By Carla Mozee

Latin American stocks slid Tuesday as ratings cuts on the sovereign debt of Greece and Portugal heightened investor worries that the countries' economic troubles may end up hurting economies worldwide.

Brazil's equity benchmark, the Bovespa, led declines in the region with its drop of 2.4%. The decline pushed the Bovespa into the red on a year-to-date basis.

Mexico's IPC fell 2.2%, Argentina's Merval fell 2% and Chile's IPSA lost 0.7%.

U.S. stocks were hit as well, with the S&P 500 Index (SPX) down 1.7% and the Dow Jones Industrial Average (DJI) off 144 points to 11, 060. At the same time, the CBOE Market Volatility Index (VIX), known as Wall Street's fear gauge, jumped as much as 22% during the session.

The sell-off in the markets accelerated following Standard & Poor's decision to cut Greece's debt to the junk rating of BB+. It also lowered Portugal's long-term ratings by two notches to A-. The outlooks on the ratings are negative.

The ratings downgrades "have set off another nasty bout of risk aversion. The worry is now that the fiscal/debt crisis in Greece is set to reach a cathartic climax much sooner than had been anticipated," wrote Citigroup Latin America strategists Geoffrey Dennis and Jason Press in a clients' note Tuesday.

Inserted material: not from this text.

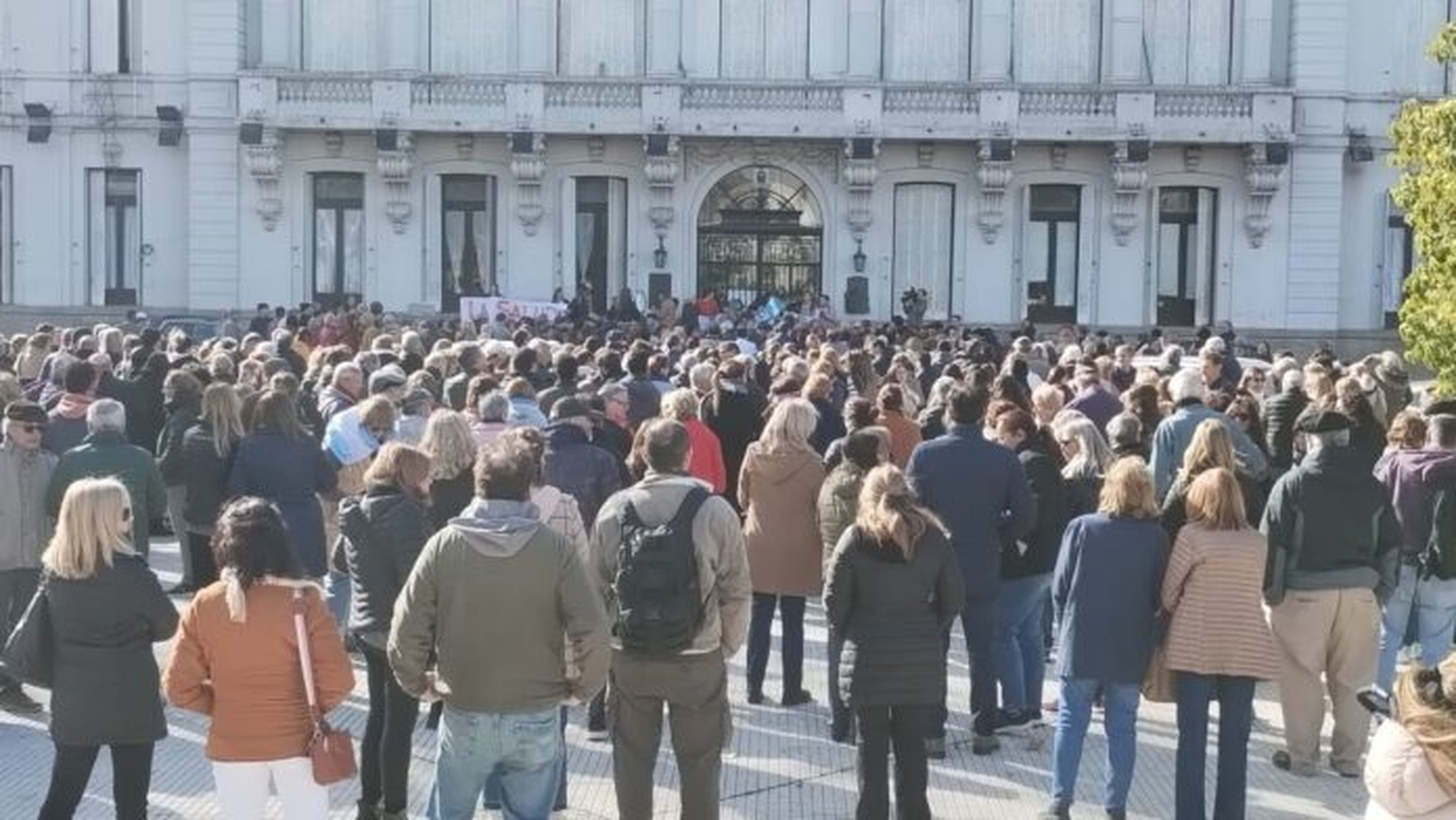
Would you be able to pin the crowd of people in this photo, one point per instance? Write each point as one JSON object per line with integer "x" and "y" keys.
{"x": 503, "y": 522}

As individual stocks were hit, so were exchange-traded funds. The iShares Brazil Index Fund (EWZ) and the iShares MSCI Mexico Index Fund (EWW) each fell 3%. The iShares MSCI Chile Investable Index fund (ECH) lost 2%.

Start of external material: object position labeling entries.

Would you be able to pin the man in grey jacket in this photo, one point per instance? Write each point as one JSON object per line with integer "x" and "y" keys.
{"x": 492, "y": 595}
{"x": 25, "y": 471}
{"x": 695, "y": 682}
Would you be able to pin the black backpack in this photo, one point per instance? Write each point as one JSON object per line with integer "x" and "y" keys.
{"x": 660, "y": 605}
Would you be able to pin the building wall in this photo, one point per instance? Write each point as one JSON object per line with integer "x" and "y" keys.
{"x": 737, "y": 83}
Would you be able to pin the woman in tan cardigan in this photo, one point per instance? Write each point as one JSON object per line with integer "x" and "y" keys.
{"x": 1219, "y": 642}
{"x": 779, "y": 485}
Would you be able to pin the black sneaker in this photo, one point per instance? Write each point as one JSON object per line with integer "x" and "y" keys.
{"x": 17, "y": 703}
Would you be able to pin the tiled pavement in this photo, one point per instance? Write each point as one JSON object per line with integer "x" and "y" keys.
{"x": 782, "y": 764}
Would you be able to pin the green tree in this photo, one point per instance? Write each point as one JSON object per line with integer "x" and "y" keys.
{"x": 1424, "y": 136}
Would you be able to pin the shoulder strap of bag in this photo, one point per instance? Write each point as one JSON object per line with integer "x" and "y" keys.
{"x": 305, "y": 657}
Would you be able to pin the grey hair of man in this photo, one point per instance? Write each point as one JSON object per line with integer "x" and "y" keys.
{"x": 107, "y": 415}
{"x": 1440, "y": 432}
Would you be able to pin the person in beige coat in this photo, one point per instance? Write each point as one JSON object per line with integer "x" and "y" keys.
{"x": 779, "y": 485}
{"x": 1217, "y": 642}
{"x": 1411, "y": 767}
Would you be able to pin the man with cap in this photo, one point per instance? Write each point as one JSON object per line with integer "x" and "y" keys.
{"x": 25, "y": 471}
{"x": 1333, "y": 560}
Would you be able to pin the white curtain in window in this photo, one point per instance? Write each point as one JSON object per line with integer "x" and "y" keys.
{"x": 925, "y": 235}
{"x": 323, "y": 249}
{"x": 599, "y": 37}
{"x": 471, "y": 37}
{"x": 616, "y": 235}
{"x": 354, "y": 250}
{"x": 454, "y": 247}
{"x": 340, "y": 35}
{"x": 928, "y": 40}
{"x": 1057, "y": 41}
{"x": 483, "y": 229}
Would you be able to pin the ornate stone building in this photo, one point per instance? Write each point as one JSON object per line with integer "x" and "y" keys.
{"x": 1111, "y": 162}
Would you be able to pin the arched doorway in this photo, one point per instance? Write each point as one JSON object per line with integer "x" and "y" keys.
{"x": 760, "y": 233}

If Greece were to default on debt, Latin American equities would be affected by "a fair amount" in the short-term, but by "very little" in the long-term, wrote the Citigroup strategists.

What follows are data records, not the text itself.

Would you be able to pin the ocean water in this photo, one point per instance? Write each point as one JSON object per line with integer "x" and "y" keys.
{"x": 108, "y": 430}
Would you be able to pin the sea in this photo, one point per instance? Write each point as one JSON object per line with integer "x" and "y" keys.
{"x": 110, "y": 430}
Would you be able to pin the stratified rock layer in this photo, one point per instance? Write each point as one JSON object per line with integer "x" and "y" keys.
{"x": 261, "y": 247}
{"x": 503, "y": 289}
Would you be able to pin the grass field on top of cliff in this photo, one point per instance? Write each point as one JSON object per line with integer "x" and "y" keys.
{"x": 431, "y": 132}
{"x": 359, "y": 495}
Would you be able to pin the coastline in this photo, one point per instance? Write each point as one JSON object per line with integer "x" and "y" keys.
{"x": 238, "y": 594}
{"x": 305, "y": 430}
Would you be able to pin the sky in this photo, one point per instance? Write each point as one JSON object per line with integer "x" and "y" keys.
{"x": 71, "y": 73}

"The region's sound fundamentals are intact. While we understand that investors may want to be more defensive near-term, we would still recommend buying this sell-off. Mexico is likely to remain more defensive than Brazil near-term."

The U.S. dollar gained ground against the currencies of Mexico and Brazil as well as the euro as investors sought shelter from the safe-haven status of the greenback. Mexico's peso traded at 12.335 per dollar compared with 12.153 on Monday. The real fell to 1.766 from 1.744 in the previous session.

The dollar index (DXY), which measures the U.S. unit against a weighed basket of six other currencies, rose 0.7% to 82.04.

The rise in the dollar pushed dollar-denominated commodities prices lower, and prompted selling in resources-related stocks. In Brazil, shares of oil giant Petrobras (PBR) dropped 2.2% as crude oil for June delivery fell 2.1% to $82.44 a barrel, the lowest close for most-active contract in nearly a month.

Copper for July delivery slumped 4.6% as concerns that economic troubles in the euro-zone will lead to a pullback in demand for the industrial metal. Platinum fell 1.4% and silver fell 1.2%.

Sao Paulo-traded shares of Vale (RIO), the world's largest iron-ore provider, slid 3.4%. Shares of sugar and ethanol producer Cosan (CZZ) fell 4.6% and pulp and paper producer Fibria (FBR) gave up 4.7%.

In Mexico, copper producer Grupo Mexico shares fell 2.6%. Also lower were shares of Cemex (CX), down 3.8% after the cement supplier posted a first-quarter loss from continuing operations of $341 million as sales fell 10% to $3 billion from the year-ago period.